More on the basics of the four plans. The coverages seem not to have been fully defined, but they won’t vary dramatically. A few decades ago when health providers offered more “bells and whistles,” (i.e. private hospital room v. hospital ward) there were more differences among insurance policies.
Note the federal subsidy only applies to the silver plan. It has a 30% co-pay. So, those with this coverage will need to shop to find and access the lowest cost providers.
Huh. Our premiums went up every year since the law was passed (greater than the previous increase as well). Now, maybe that’s the effect of charging more for young people, but it practically resulted in not being able to afford insurance for me.

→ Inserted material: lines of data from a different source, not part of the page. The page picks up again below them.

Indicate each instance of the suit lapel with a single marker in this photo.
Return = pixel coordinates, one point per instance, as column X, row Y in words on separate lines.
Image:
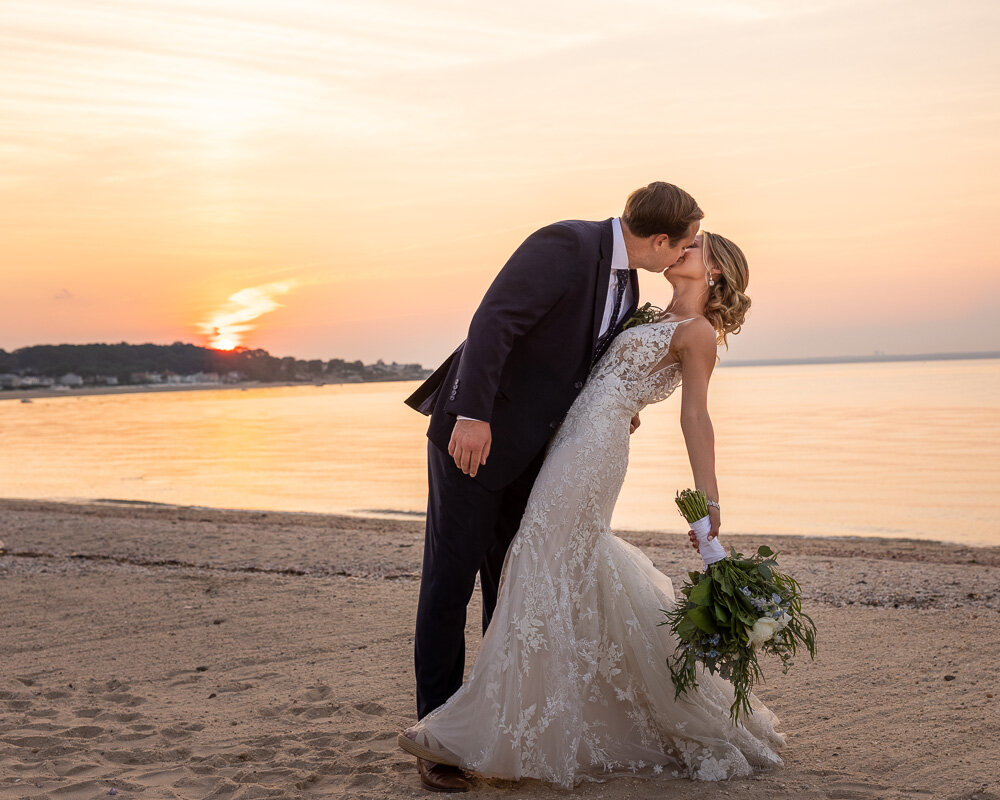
column 603, row 280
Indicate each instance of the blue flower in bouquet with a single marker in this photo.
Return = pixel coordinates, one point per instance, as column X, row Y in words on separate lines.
column 725, row 636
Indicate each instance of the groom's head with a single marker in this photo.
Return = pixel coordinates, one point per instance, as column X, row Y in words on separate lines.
column 659, row 221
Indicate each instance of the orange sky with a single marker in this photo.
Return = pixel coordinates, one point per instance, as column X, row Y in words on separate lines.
column 381, row 159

Now in a much better place/state/job/insurance than last year, but I wonder what would have happened at the other place.
Those premium increases had nothing to do with obamacare. The major part of the law has not yet gone into effect.
What you are witnessing is the reason for Obamacare, not the result of it.
Convenient that. Though I know this perfectly well, despite my insurance company making sure to put “because of Obamacare” in ever letter announcing things were getting worse and more expensive.
But what Booman doesn’t note is that prices in New York were apparently astronomically high.
Premiums may be lower but what about coverage? It’s a classic bait and switch to offer a lower premium but with higher co-pays, deductibles and out of pocket limits.
A year or so ago, BCBS FEHB made a big deal about holding the line on increases, while quietly eliminating deductibles and co-pays toward “out of pocket” limits and also raising those limits so far that the government watchdog protested. Since those costs are no longer “out of pocket” for me, I wonder whose pocket they came from?
there are minimum coverage requirements in the law, I’m sure someone has them somewhere
Doesn’t that refer to procedure coverage rather than co-pays, deductibles, and out-of-pocket limits?